Res Commun Chem Pathol Pharmacol. 1993 Apr;80(1):83-92.
The effects of organic (oxophenylarsine, PhAsO 2.5-50 mumol/l) and inorganic arsenicals (As2O3 2.5-250 mumol/l; As2O5 2.5-2500 mumol/l) on intestinal transfer of water, sodium, glucose and leucine was investigated in vitro using isolated jejunal segments of male Sprague Dawley rats. All three arsenicals decreased in a dose-dependent manner the transfer of water, sodium, glucose and leucine. At the highest concentrations investigated the amount absorbed was reduced to some 10-20% of the respective control values. For both glucose and leucine the concentration ratio between absorbate and perfusate was about 3.5-4 in controls. It decreased to about 2 for leucine and to near unity for glucose. As assessed from the concentration ratio between intestinal tissue and perfusate the arsenic compounds inhibited the uptake of glucose and leucine into the tissue. There was a marked difference with respect to the potency of arsenicals, PhAsO being about 10 times more potent than As2O3 which in turn was about 5 times more potent than As2O5.

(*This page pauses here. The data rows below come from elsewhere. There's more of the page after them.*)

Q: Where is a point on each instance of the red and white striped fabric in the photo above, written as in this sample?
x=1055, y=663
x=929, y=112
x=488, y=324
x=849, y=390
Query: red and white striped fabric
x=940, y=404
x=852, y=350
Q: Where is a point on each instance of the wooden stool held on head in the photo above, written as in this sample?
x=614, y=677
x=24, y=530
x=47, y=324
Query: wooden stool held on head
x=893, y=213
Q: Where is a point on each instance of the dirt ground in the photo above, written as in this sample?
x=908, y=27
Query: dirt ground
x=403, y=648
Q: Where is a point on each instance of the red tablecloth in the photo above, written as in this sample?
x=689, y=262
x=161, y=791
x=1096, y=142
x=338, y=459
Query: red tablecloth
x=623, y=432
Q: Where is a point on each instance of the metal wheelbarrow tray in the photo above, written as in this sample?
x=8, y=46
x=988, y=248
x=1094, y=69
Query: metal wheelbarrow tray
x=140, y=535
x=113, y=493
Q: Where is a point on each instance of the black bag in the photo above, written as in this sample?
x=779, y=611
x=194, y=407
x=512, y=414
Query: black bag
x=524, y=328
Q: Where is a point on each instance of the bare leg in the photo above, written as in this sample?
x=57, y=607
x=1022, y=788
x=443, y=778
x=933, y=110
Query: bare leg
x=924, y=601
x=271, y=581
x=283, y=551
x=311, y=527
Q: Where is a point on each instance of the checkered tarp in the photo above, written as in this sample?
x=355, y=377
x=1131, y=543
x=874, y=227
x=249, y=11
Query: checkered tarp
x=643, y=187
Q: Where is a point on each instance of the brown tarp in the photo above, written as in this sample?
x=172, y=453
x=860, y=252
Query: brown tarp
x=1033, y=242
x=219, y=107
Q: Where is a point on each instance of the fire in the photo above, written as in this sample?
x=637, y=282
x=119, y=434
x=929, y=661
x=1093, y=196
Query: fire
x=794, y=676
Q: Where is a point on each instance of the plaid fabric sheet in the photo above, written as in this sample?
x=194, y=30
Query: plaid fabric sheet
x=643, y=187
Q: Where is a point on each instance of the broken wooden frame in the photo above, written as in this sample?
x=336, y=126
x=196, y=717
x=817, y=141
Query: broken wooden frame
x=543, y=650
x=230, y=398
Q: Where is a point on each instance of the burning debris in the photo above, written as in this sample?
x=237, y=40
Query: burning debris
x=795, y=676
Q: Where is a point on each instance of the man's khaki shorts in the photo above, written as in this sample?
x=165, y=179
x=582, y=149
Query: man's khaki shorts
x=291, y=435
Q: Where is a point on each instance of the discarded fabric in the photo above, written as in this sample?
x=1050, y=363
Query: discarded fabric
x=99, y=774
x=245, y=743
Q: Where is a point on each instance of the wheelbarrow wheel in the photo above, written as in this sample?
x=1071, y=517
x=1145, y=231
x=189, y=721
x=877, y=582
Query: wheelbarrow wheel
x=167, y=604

使用雄性斯普拉格-道利大鼠的离体空肠段,在体外研究了有机砷(氧代苯胂,PhAsO 2.5 - 50 μmol/L)和无机砷(As2O3 2.5 - 250 μmol/L;As2O5 2.5 - 2500 μmol/L)对水、钠、葡萄糖和亮氨酸肠道转运的影响。所有三种砷化合物均以剂量依赖方式降低水、钠、葡萄糖和亮氨酸的转运。在所研究的最高浓度下,吸收量降低至各自对照值的约10% - 20%。对于葡萄糖和亮氨酸,对照中吸收物与灌注液之间的浓度比约为3.5 - 4。亮氨酸的该比值降至约2,葡萄糖的该比值降至接近1。根据肠道组织与灌注液之间的浓度比评估,砷化合物抑制葡萄糖和亮氨酸进入组织。在砷化合物的效力方面存在显著差异,PhAsO的效力约为As2O3的10倍,而As2O3的效力又约为As2O5的5倍。